O reforço dentro das empresas, fundamental, precisa vir acompanhado de um outro movimento: a sensibilização dos pacientes, a ponta mais frágil da engrenagem. Os usuários dos planos de saúde, sublinhe-se, estão permanentemente expostos à avalanche de e-mails e mensagens com links perigosos. As modalidades de golpe mais populares são o phishing — cuja isca, na pesca bucaneira, são links que levam à captura de dados pessoais e bancários — e a divulgação de sites falsos para a emissão de segunda via de boletos. As páginas até se parecem com as originais, mas, em vez de encaminharem para um local seguro, direcionam os clientes para conversas de WhatsApp.
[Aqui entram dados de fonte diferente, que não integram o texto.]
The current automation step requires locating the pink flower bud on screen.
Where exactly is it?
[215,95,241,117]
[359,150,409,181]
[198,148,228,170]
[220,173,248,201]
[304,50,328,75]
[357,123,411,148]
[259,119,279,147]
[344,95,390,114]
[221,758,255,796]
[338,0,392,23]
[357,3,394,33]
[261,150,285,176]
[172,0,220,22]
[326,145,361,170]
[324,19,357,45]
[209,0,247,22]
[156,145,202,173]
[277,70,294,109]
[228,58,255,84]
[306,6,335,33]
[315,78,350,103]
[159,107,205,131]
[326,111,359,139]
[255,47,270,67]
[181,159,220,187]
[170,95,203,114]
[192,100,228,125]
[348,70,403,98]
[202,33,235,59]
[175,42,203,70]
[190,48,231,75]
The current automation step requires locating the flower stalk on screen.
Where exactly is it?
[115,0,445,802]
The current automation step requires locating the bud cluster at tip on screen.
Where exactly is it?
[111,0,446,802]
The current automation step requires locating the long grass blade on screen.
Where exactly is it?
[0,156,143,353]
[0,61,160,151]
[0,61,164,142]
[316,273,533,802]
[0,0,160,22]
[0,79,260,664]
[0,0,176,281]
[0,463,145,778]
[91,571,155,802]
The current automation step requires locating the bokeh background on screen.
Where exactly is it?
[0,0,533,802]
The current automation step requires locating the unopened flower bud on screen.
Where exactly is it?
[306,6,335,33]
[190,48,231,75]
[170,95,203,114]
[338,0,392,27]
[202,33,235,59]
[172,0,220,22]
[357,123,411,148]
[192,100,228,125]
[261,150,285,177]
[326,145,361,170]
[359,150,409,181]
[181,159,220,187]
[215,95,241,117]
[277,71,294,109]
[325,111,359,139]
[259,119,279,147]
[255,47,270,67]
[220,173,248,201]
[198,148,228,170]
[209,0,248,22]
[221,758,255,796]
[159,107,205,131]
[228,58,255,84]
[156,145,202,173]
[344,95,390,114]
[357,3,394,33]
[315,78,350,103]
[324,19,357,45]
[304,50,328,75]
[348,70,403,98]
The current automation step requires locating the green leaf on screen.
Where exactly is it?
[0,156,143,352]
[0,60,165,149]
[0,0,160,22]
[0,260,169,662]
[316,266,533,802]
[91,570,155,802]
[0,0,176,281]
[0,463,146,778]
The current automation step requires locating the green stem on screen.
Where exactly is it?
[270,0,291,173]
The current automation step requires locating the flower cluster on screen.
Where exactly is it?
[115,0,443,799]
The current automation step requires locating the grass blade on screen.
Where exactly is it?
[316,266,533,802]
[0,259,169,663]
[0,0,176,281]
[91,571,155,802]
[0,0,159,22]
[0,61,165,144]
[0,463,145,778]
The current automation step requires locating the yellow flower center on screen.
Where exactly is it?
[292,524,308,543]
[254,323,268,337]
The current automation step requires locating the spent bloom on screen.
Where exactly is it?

Em pelo menos um caso investigado em São Paulo, foram diagnosticados 800 links suspeitos enviados a usuários somente em 2022. Eles estavam atrelados a boletos de pagamento de um plano de saúde. Boletos falsos! As cobranças tinham, em média, o valor de 1 345 reais. “Verificamos que os pagamentos eram feitos diretamente aos criminosos”, relata a advogada Danielle Serafino, de São Paulo, que atua no processo há um ano e três meses. No casamento de ingenuidade com boa-fé, mas também em gesto de malandragem, os próprios beneficiários acabam contribuindo para a cadeia da contravenção. Um banco teve de demitir oitenta funcionários porque eles estavam emprestando a carteirinha do plano a familiares e amigos, em gesto ilegal e fraudulento. “É atitude criminosa que põe em risco a segurança do convênio, com a circulação indevida de dados, e que fatalmente pode encarecer os planos”, afirma Alessandro Acayaba de Toledo, presidente da Associação Nacional das Administradoras de Benefícios (Anab).
Há ao menos uma boa notícia, na contramão da desfaçatez. A Lei Geral de Proteção de Dados entrou em vigor em 2020 para regulamentar a coleta e o tratamento das informações fornecidas pela população na internet. A multa por infração às regras pode chegar a 50 milhões de reais. Mas hacker não respeita lei. Exige-se, agora, que as esferas pública e privada tenham um caminho de emergência para garantir segurança digital em um campo do cotidiano que lida diretamente com fragilidades e riscos à vida — um retrato da sordidez da pandemia de hackers.